I am using electronic switches to create non-TTL square wave clocking. The oscilloscope graph demonstrates two measurements:
Yellow signal: 0-8V Blue signal: 0-5V
As you can see, yellow signal is contaminated with small voltage jerks every time the blue signal goes high or low. I use microcontroller to drive DG642 switches, which in turn output high/low voltage; the schematic below represents the connections.
The power of +5V and +8V comes from independent power supplies. Connecting 10uF bypass caps to pin(1) of each switch does not help. Why does such signal contamination happen and how to fight it?
Answer
Crosstalk such as this can be caused by many things. Among them:
- noise on the power rails
- mutual capacitance
- mutual inductance
Moreover, your scope probe is susceptible to these things also. Depending on exactly how you attach the probe, what kind of probe, what kind of scope, where the cable is lying, etc, you change the circuit, and thus its behavior.
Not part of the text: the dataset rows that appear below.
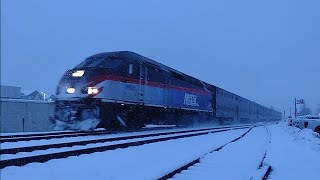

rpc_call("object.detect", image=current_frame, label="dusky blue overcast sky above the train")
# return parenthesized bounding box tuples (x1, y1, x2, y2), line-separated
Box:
(1, 0, 320, 114)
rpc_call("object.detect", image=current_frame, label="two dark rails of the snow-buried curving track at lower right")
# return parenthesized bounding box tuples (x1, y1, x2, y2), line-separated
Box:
(158, 126, 272, 180)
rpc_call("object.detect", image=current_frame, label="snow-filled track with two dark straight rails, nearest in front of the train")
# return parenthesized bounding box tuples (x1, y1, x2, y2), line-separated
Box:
(0, 125, 250, 169)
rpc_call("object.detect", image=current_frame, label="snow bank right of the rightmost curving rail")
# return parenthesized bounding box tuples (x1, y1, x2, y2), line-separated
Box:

In particular, when the scope's ground connection is far away from the tip, this adds a lot of inductance to the probe. Here's a very common solution: What is the name of this springy type oscilloscope probe accessory?
The solution to this sort of problem (if there is indeed a problem, and not a flaw in your measurement technique) is a combination of careful layout to reduce unintended capacitive and inductive coupling and provide clean power rails, and making components tolerant of the noise that remains.